The MCCL Engine produces binary files containing the detector tallies that can be plotted with MATLAB or Octave and/or binary database file(s) for further processing or analysis using our MCPP software (Fig. 3). The detector results are placed in a folder designated by the input file value for “OutputName.” Editing “load_results_script.m” and defining “datanames” to be the “OutputName” will define the file location with the results to be plotted. Executing the “load_results_script.m” at the MATLAB or Octave prompt will plot all detector results residing in the output folder. If only a subset of the detector results is desired, the list of toggles at the top of the script should be edited. For example, “show.ROfRho = 1” will provide visualization of only the results corresponding to that single detector. This script calls jsonlab code ( https://github.com/fangq/jsonlab), an open-source MATLAB/Octave JSON encoder and decoder for Windows, Mac, and Linux, that is included with the zip file. If the user desires second moment data for any detector, they can set the “TallySecondMoment” flag to “true” for the corresponding detector. The second moment estimates can provide the standard deviation about the mean estimate for the detector. An example showing the screen display when MCCL is executed and the resulting plots, is provided on our MCCL GitHub wiki Sample Input and Output ( https://github.com/VirtualPhotonics/Vts.MonteCarlo/wiki/MCCL-Sample-Input-And-Output).

Fig. 3

MC postprocessing and inverse solutions: (a) MCPP: has the ability to post-process a database to produce detector estimates and (b) inverse solution uses photon database and estimates of perturbation MC and differential MC within a gradient-based optimization routine to determine optical properties given a set of measurements.

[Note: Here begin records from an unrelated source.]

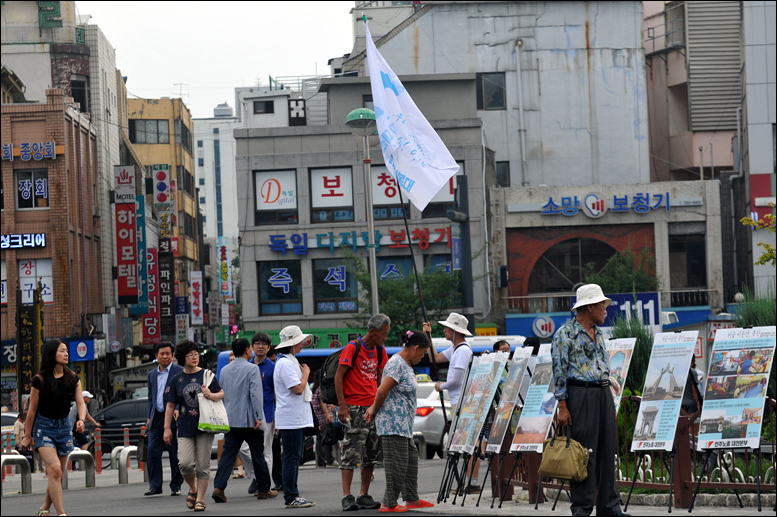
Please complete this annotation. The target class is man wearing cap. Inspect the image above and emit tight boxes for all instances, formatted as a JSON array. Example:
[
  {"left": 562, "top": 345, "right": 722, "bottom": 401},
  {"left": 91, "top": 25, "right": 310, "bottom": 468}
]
[
  {"left": 335, "top": 314, "right": 391, "bottom": 512},
  {"left": 143, "top": 341, "right": 183, "bottom": 495},
  {"left": 273, "top": 325, "right": 316, "bottom": 508},
  {"left": 551, "top": 284, "right": 626, "bottom": 515},
  {"left": 424, "top": 312, "right": 480, "bottom": 493}
]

The database output can be post-processed to produce any specified reflectance or transmittance detector result, perturbation MC reflectance estimates and/or derivatives of these estimates with respect to $μ_{a}$ or $μ_{s}$ to provide sensitivity results. The database can also be used within an inverse solution as shown in Fig. 3. The derivative estimates can be used within a nonlinear gradient optimization algorithm to resolve inverse problems. This algorithm executes a least-squared minimization between specified measurements and perturbation MC reflectance estimates to find tissue optical properties that would provide an MC prediction that best matches the measurement data.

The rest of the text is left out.